Roman bronze coin of Hadrian, before cleaning
Left: How the coin looked unwashed and untouched for 1700 years; Right: As it appears today (2015).

They replace the lid and cover the pot. As they walk back to the small villa, they are quiet, both lost in thought.

They sit again by the fire and the father shows the coin to the son. “See here, this figure – it is the great Emperor Hadrian. He speaks to these battle commanders and here behind them are the massed armies of Britain.”

The boy looks at the coin, eyes wide and mouth open.

“Father – it’s the story, the story you told me, with the cheering and the red cloaks flapping”.

His father replies. “Yes son, it was a great day. The greatest of my life.”

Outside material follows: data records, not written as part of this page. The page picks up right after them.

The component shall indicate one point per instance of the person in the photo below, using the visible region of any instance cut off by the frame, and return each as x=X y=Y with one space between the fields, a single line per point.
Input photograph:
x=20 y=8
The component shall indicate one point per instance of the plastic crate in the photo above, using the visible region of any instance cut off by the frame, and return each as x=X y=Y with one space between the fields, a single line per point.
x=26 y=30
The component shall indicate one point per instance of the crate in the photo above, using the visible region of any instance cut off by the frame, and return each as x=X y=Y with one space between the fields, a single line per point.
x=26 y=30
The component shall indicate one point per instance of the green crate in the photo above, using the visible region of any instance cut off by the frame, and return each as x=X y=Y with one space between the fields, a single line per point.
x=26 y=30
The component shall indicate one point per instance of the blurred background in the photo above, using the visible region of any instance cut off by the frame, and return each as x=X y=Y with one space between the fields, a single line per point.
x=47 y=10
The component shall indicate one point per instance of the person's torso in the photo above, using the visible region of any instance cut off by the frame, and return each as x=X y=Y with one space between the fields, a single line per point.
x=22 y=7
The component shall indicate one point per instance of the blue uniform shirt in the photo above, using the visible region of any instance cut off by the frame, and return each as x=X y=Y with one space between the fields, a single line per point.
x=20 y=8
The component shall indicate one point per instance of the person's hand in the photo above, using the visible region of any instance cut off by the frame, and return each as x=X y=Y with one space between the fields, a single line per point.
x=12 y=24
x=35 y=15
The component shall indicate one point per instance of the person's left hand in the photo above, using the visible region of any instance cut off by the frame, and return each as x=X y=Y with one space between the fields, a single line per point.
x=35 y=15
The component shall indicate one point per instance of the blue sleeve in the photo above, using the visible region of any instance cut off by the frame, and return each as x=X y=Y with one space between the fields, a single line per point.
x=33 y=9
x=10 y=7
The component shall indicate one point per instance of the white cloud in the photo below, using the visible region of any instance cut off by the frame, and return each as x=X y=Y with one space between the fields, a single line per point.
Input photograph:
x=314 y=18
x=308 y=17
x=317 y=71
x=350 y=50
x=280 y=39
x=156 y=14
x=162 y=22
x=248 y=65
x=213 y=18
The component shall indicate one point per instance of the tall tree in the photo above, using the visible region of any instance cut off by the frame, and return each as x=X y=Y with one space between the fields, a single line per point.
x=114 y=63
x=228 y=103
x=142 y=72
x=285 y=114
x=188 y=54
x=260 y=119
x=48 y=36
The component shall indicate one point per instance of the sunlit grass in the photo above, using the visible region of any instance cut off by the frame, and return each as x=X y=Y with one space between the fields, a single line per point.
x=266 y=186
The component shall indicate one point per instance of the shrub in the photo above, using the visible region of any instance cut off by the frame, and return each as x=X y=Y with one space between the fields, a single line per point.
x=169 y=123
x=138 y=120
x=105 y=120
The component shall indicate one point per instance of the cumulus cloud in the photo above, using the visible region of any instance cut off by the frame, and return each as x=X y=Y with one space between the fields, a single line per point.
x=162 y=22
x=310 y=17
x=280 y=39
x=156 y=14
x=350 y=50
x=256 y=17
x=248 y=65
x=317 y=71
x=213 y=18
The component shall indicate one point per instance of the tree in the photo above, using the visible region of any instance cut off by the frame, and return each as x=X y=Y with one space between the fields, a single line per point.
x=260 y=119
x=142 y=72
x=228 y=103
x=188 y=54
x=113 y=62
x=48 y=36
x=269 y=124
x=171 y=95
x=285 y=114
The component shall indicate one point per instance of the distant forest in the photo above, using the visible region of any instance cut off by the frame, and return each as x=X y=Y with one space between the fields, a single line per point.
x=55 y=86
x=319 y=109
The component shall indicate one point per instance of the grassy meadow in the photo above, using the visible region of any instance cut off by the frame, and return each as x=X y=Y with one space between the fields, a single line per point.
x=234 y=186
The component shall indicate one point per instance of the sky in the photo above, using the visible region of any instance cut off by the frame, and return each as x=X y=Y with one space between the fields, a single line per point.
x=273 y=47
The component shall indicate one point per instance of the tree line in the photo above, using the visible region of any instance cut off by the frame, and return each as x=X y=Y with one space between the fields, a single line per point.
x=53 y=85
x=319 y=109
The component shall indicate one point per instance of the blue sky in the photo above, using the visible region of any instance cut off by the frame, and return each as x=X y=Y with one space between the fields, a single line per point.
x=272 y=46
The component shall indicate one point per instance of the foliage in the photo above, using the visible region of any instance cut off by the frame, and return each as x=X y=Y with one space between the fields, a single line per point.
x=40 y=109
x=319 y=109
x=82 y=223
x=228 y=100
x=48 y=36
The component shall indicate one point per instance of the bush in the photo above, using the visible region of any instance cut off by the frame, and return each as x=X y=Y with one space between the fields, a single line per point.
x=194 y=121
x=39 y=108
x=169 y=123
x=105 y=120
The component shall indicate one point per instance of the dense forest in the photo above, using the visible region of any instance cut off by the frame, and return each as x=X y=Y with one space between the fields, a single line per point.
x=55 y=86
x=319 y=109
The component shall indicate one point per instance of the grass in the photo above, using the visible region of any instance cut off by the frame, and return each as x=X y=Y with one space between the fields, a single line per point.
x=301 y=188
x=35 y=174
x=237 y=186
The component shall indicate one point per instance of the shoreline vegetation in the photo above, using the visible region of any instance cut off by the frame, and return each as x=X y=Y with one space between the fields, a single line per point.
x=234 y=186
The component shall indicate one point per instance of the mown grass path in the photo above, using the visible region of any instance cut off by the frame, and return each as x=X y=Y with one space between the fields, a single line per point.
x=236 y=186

That night, the boy dreams. Of the wall, the great emperor, the massed armies and the cheering…

The next day…

“Now son, when the sun has gone down and the moon is up, we’ll go again to the pot in the field. Remember well how to find it – the Cyprus trees, and the peak of the hill under the aqueduct arch? We will replace this fine coin. I’ve put many coins there in my lifetime, more than 100. Our ancestors put uncounted more. You will do the same, and your son after you and his son after him, until the time of our family’s greatest need.”

The scene shifts to nearly three centuries later.

The old centurion and his son, and his son in turn, are buried in the family cemetery. The Huns have crossed the Danube, marauded through Pannonia and ridden their horses down the Via Triana. They are close to the old centurion’s village – still home to his descendants, one of whom is a centurion himself and the mirror image of his ancestor.

The young centurion is away fighting for Rome in far Tunisia. We see the Huns riding their horses, the family village and finally the villa itself in flames. The slaves flee and refugees crowd the road.

The next scene is one of smoking ruins, scattered bodies, and moonlight. Of Cyprus trees, an aqueduct, and the peak of a hill beneath it.

Roman bronze coin of Hadrian, restored 2015 - obv
Portrait of Hadrian Augustus (ruled 117-138) on obverse.

The young centurion never returns. He dies in battle and the very last scene is his funeral in far off North Africa.


A Note on the Coin

The importance of this Bronze coin was demonstrated when Richard Adby, Joe Cribb Keeper of Coins at the British Museum, requested to have it on the display until the end of 2010, the coin being one of Britain’s–and the world’s–rarest coins. It was acquired in 1980 when the inimitable Dr.Leo Mildenberg stated that this was the rarest Roman Bronze he had ever had.